In comparison, the theme for both stories is centered around violence. The Lottery focuses on violence with tradition. A town comes together on June 27, and each person is given a piece of paper. The tradition is that the citizen who has the paper with a mark on it is selected to be stoned to death as a sacrifice for the crops to grow and the village to prosper (Human Sacrifice, n. d.). Tessie, the protagonist, is focused on this lottery until she is the one with the marked piece of paper. The theme in The Destructors is centered around violence with destruction. This is about Trevor, a teenage boy and the protagonist, who sees the aftermath of the neighborhood that has been previously bombed during WWII. There is only one house left, but Trevor makes it his and his gang’s business to destroy the house, so the area will look like the rest of the town around it. The antagonist to Jackson’s Tessie is the lottery itself as it is the one thing that destroys her, and Trevor’s fight or conflict is with a house as it is the thing he destroys. While the protagonist and antagonist of a story are usually people, these two stories have antagonists that are not human.

In addition, the plots of both stories are based on destruction but in a strange way. The lottery is held to randomly select people to die, resulting in destruction of human life. However, life is destroyed as a sacrifice for growth and prosperity. Trevor’s goal is destruction of property, but he wants to destroy the house because, to him, this benefits the town by making the area like the other parts of the neighborhood. There is irony in both situations as destruction symbolizes something negative, but here, the results are made to appear positive. The Lottery presents even more irony as the title alone means something good under normal circumstances. The lottery is more popular and favored for its most common prizes – large amounts of money. To the contrary, winning the lottery in Jackson’s story is not every person’s dream. Winning this lottery means being stoned to death.

While the two stories share a few similarities, Jackson and Greene did have different ideas on a few other writing techniques. In The Lottery, as tradition, a small town gathers on a summer day and randomly selects people to die to decrease the population but prosper in crop growth. Wife and mother Tessie of the Hutchison family is selected to be stoned to death. Teen Trevor of The Destructors has one goal to completely destroy the old and only house remaining in the town previously bombed during World War II. These two characters, while both the main characters, have separate goals and destinies. Tessie as a wife and mother undoubtedly focuses on caring for her family and has several responsibilites while Trevor as a teenage gang member appears to have not a care in the world, except to destroy that house. Tessie’s destiny after winning the lottery is death, but Trevor’s success leaves him alive and brings harm on another character.
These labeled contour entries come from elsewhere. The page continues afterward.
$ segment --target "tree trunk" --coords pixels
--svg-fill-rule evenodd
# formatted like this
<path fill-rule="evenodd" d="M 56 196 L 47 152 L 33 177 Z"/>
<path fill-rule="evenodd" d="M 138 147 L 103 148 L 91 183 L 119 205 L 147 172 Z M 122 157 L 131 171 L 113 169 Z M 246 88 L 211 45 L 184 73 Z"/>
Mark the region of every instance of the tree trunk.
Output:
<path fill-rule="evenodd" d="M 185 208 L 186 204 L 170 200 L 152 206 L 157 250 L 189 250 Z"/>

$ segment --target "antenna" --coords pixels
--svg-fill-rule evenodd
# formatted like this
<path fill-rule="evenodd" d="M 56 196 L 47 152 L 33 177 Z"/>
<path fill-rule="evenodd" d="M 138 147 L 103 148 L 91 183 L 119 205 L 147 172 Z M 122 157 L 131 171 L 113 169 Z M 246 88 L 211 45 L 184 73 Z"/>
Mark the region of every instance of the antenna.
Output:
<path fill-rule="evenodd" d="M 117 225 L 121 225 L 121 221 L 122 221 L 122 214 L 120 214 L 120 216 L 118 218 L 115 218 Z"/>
Also, the setting of The Lottery differs from that of The Destructors. Jackson sets the lottery in a small populated village, between the bank and the post office, on a summer day. The exact opposite, Greene’s setting is an area that has been destroyed and bombed during the war and has only one house remaining. The mood in The Lottery changes as events progress, starting out calm before the lottery, transitioning into suspenseful during the lottery, and eventually sad after the lottery winner is selected. As for The Destructors, the mood remains dark and violent, giving a negative vibe. The house represents the last of hope in dark times, and Trevor destroys it (Sharker). For the empathetic reader, the tearing down and final destruction of the house along with how the gang treated Mr. Thomas, the owner, bring mixed emotions to surface.

In conclusion, while the two stories are fiction, they both use real life events or rituals from history to educate the reader on current day situations. The conflict of one story is between a woman and a lottery, and the conflict of the other story is between a teenage boy and a house. Although the antagonist is usually a person, The Lottery and The Destructors both have antagonists that are not human. Jackson and Greene use different settings and moods, but both manage to have the same effect on the reader’s emotions in the end.